ERGs are often set up under a traditional management committee model which does not convey contemporary values. 

The DCJ DEN GAT was established as a collaborative model of peers rather than a management committee. It is a more complex leadership approach which requires a more sophisticated chair/co-ordinator. Whoever is in that role will set a tone that will shape how the leadership team is established and operates. It isn’t necessarily the best option in all cases.

There are some critical steps in creating a leadership team comprising members who know in advance what they are getting into in advance – in terms of time, effort and expectations. These are:

  1. Contact ERG members asking for expressions of interest from all who wish to participate in a larger ERG leadership team.
  2. Invite all to a discussion [via Teams or Zoom if face-to-face is not practical] about what to expect and what will be required. Invite those still interested to submit a final expression of interest with a brief statement of their capabilities [an EOI form may be created].
  3. Decide on who will be in the leadership team. The original DCJ DEN had 15 members, including the chair and deputy chair. This the upper limit of a manageable group.
  4. Decision-making is not membership voting. Existing leaders can decide who is on an advisory body. Elections by ERG members are over-rated simply because members are not well-positioned to make choices about who is best suited. The DCJ DEN invited EOIs from members keen to be more involved – and that keenness was the critical factor. How the leadership subsequently performed was rightly subject to membership scrutiny.
  5. Run relationship building events. These are important to ensure all team members can mesh as an effective team. The DCJ DEN GAT met in person quarterly for 6 hours and then shared a restaurant meal. This was the day before the quarterly DEN meeting. The GAT also was funded for a 2-day planning workshop, which was an intense experience. In between these meetings there was a high volume of emails on particular themes, and a lot of phone calls. These were pre-Teams days – before 2020 and COVID. Depending on the organisation and geographic distribution of members get-togethers can be tailored to meet needs.
  6. Avoid purely transactional interactions as the dominant mode of relating – among leadership team members and champions and executive sponsors. Champions and executive sponsors are most effective when they are confident about the focus and culture of the ERG. Their open support for the ERG is a risk to their reputation and standing. They must, therefore, get to know and like the ERG’s leadership team and be able to establish a relationship which enables confident and empathic frank conversations.

Conclusion

Building an ERG’s leadership team is fundamental to its success. So much depends upon the organisation’s size and culture. DCJ, for example, is a complex public sector entity with over 20,000 staff. It has a mix of challenging front line and more routine back-office roles. This requires a variety of perspectives which can inform how the DEN is best able to focus its energy.

Some ERGS may have less of a focus on problem solving and may be more focused on celebration. It is important that ERGs understand their primary function and do not attempt to replicate the style and structure of ERGs with a different focus.
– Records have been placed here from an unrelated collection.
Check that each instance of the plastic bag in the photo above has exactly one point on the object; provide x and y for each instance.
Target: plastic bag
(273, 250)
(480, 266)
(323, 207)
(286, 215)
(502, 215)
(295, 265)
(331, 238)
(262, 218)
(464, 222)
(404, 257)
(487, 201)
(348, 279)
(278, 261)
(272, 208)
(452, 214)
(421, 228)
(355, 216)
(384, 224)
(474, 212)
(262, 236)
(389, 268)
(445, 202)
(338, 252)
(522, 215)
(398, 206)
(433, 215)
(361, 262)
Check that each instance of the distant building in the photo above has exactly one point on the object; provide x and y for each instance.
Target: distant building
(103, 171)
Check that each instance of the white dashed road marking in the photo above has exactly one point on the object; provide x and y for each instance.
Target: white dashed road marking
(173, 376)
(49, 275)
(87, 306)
But the principles of success are shared across all ERGs. They are scaled to size, complexity, function and focus. ERG leaders must understand their own organisations to a deep degree – so they can establish empathic and insightful relations which staff and executive leaders.
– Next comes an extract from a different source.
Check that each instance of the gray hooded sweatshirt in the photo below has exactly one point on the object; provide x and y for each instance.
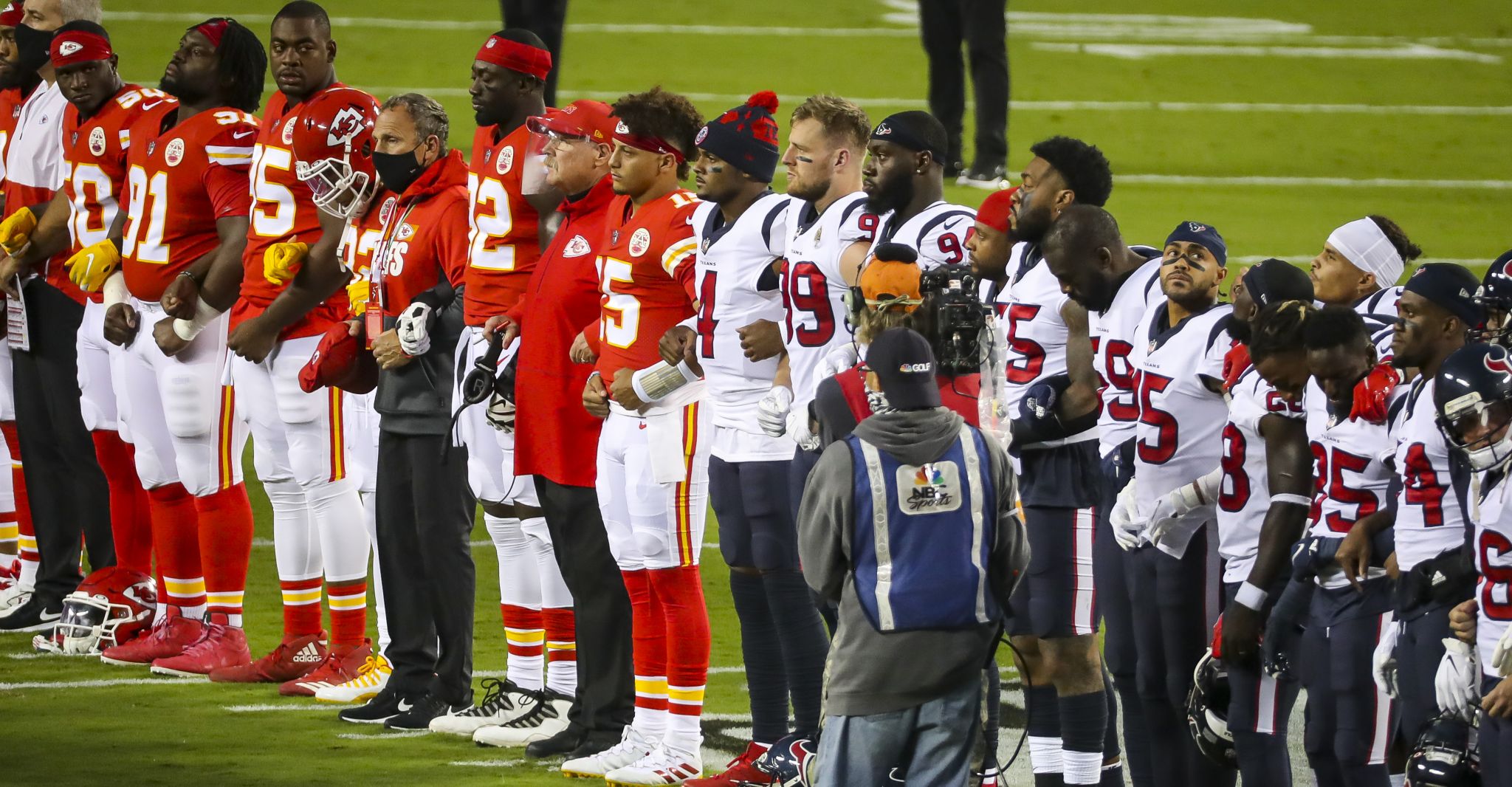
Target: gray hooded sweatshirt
(870, 671)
Time pressures are real, and this creates a risk that interactions are reduced to functional transactional concerns. That’s not how leadership works. We see leaders engaging in transactional interactions with subordinates, but we miss the relationship building among leadership peers. 

ERG leaders are not necessarily drawn from the manager and executive ranks, so their understanding of how to build and sustain effective leadership teams is often lacking. I hope this exploration of thinking about building effective leadership teams may help strengthen your ERG and make it more effective.